Obama’s trip was the right move. It signals the end of a failed Cold War policy and the beginning of constructive engagement. In Havana, he took several steps to encourage an expansion of civil liberties, not only meeting with dissidents but also delivering a speech — broadcast throughout the island — that reaffirmed our support for human rights, freedom of speech and the right of Cuba’s people to chart their own future in a democratic way. The issue of political prisoners came up in a joint press conference with Raul Castro, who is not used to receiving open questions from the press and, when confronted, asked for a list of these prisoners and promised to release them. So the seeds of change have been planted, in a respectful way that recognizes that the U.S. will treat Cubans as equals. This approach should work better than our heavy-handed policies of the past.

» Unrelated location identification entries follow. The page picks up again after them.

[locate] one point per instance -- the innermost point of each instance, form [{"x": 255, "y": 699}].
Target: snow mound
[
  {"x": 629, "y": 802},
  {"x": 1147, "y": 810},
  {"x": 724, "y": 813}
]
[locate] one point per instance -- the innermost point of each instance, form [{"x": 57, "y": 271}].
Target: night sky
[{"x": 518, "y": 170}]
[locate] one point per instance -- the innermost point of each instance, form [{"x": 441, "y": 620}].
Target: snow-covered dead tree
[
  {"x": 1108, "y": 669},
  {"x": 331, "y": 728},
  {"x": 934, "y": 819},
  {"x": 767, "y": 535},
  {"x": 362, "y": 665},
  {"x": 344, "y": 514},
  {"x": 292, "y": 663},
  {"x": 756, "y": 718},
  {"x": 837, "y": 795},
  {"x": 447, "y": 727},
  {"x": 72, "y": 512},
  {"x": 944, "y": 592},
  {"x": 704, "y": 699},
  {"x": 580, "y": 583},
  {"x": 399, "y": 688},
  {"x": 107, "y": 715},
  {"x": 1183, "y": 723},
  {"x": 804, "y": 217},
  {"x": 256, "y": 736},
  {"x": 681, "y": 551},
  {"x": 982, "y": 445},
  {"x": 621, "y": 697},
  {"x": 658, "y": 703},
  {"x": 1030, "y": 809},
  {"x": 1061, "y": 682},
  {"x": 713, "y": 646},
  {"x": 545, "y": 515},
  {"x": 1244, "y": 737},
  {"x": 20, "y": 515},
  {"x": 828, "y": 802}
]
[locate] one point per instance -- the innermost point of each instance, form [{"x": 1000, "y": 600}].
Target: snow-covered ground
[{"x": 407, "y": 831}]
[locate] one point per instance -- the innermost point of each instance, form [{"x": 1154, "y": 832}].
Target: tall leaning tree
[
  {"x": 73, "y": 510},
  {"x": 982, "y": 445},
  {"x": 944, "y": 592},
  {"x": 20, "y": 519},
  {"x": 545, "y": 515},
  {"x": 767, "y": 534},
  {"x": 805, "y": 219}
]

Prof. Silvia Arrom (HIST) is the Jane’s Professor Emerita of Latin American Studies.

Prof. Stephen Whitfield (AMST)

Is the violation of human rights why Cuba has remained under an embargo?  Why did it take so long for a U.S. President to visit an island so close to Florida? Obama is the first to do so since Calvin Coolidge. The answer cannot be Cuba’s imprisonment of political dissidents. The U.S. enjoys full diplomatic relations with China, with Russia, with Saudi Arabia.  At best human rights has been a very erratic feature of U.S. foreign policy; and in the 1970s, for example, during spasms of outrage at the despotism of Fidel Castro, Presidents Nixon and Ford — and Secretary of State Kissinger — got along just fine with the military rulers of Chile and Argentina, who engaged with impunity in horrendous torture and murder.  The only explanation for the anomaly of a policy that President Obama is rightly seeking to end is the historic need to placate right-wing Cuban-Americans in a state with clout in the Electoral College.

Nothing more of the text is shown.